Uscì frettolosamente, scese le scale a tre scalini alla volta; fece due o tre salti nel cortile fregandosi le mani, ridendo e borbottando tra sè; entrò nella cantina; la vivandiera gli mescè un bicchier di vino con un bel garbo e un bel sorriso che gli fecero dimenticare la scena di poco prima; bevette, uscì....

Appena uscito, incontrò quel tal caporale, che gli si avvicinò con un viso meno agro e un fare più cortese.

— Di’ un po’: è tuo parente quell’ufficiale che ha parlato con te un’ora fa?

— No.

— Ma lo conoscevi?

— Molto.

— È quell’ufficiale del tuo paese che tu cercavi?

— Quello stesso.

— Io non aveva mica capito, sai, quando me lo avevi domandato....

— Oh non fa nulla.

— Se avessi capito t’avrei risposto.

— Grazie. —

Il caporale s’allontanò; il coscritto, rimasto solo, disse tra sè: — In fin dei conti, non è mica un cattivo giovane, no, questo caporale! —

In quel mentre i soldati cominciavano a rientrare a gruppi a gruppi in caserma, discorrendo forte e cantando. Fra gli altri, veniva innanzi un drappello di coscritti, un po’ brilli, che facevano un chiasso allegrissimo.

— Quando gli altri fanno il chiasso e tu cacciaviti subito in mezzo e fallo più di loro; — il coscritto si ricordò quelle parole — Bisogna far del chiasso, — pensò; — che cosa gridare?... Ah! Viva il soldato Perrier! — urlò con quanta voce avea in gola.

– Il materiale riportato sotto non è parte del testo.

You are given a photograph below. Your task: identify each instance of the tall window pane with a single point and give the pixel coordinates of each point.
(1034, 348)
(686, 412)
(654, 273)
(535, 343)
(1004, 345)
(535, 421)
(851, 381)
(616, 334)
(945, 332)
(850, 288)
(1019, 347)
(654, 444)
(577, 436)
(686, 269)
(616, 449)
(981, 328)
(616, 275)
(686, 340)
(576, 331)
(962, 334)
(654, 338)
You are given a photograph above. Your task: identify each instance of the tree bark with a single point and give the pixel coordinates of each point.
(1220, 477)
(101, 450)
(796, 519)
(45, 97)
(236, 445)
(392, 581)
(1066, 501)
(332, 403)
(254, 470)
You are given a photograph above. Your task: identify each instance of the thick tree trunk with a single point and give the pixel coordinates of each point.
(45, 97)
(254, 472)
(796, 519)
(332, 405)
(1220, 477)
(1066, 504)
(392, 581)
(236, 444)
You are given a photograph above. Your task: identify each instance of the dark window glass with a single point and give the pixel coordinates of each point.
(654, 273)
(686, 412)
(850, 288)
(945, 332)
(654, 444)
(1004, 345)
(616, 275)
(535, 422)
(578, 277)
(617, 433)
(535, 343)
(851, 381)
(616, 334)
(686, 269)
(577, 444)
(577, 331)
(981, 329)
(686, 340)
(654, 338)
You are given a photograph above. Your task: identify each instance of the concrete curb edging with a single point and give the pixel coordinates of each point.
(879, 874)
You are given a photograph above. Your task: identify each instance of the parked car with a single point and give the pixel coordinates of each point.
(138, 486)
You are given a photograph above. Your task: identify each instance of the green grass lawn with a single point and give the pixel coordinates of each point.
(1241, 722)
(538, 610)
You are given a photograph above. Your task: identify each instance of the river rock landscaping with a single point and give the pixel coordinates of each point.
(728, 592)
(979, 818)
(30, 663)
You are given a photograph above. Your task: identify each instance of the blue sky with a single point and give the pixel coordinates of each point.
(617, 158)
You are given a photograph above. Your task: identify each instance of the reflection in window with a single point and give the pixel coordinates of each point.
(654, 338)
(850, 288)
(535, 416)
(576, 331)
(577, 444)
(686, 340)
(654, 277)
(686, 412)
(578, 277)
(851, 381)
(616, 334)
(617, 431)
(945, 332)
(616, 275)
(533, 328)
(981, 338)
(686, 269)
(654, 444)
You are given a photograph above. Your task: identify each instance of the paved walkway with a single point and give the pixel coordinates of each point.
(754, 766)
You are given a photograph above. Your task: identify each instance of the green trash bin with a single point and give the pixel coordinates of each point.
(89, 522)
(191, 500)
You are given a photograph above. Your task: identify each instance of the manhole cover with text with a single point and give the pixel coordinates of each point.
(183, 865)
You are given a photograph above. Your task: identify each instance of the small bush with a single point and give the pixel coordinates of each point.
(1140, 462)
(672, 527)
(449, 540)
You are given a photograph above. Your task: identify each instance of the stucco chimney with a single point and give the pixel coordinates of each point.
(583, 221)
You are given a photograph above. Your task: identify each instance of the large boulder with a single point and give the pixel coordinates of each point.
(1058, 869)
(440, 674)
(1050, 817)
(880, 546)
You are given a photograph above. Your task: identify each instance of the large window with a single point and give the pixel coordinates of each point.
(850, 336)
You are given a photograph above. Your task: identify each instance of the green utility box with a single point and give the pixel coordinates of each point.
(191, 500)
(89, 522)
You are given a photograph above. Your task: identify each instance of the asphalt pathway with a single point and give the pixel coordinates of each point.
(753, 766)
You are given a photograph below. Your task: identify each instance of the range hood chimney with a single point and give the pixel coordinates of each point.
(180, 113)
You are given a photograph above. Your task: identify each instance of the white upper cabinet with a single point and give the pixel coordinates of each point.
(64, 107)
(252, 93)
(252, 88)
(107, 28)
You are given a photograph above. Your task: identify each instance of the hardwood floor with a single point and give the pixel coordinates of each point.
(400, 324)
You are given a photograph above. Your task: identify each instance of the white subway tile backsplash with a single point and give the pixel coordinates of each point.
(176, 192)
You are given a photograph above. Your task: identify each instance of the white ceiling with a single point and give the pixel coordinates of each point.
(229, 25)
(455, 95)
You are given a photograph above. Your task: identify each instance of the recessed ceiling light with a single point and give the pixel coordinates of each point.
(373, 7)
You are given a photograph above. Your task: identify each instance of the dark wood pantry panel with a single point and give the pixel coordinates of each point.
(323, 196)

E gli altri, forse senza neanco aver capito, risposero ad alta voce: — Viva! —

Il nostro soldato si gettò in mezzo a loro, e cantando e gridando salirono confusamente nel dormentorio.

L’ufficiale, che lo avea guardato dalla finestra, disse fra sè: — Codesto giovinetto sarà un bravo soldato. —

E come s’era già fatto buio, e il cielo era tutto stellato, e si sentiva nel cortile quel gaio rumore, e nella strada sonava la fanfara della ritirata, tutto questo produsse in lui una commozione così subitanea, che quasi senza ch’ei se n’avvedesse o ne sapesse il perchè, levò gli occhi in su ed esclamò soavemente: — Perrier!

E poi un’altra volta: — Oh buon Perrier!... Dove sei? Senti il tuo nome? —


A guardare un bel cielo, di notte, ci vengono spontaneamente sulle labbra i nomi più venerati e più cari.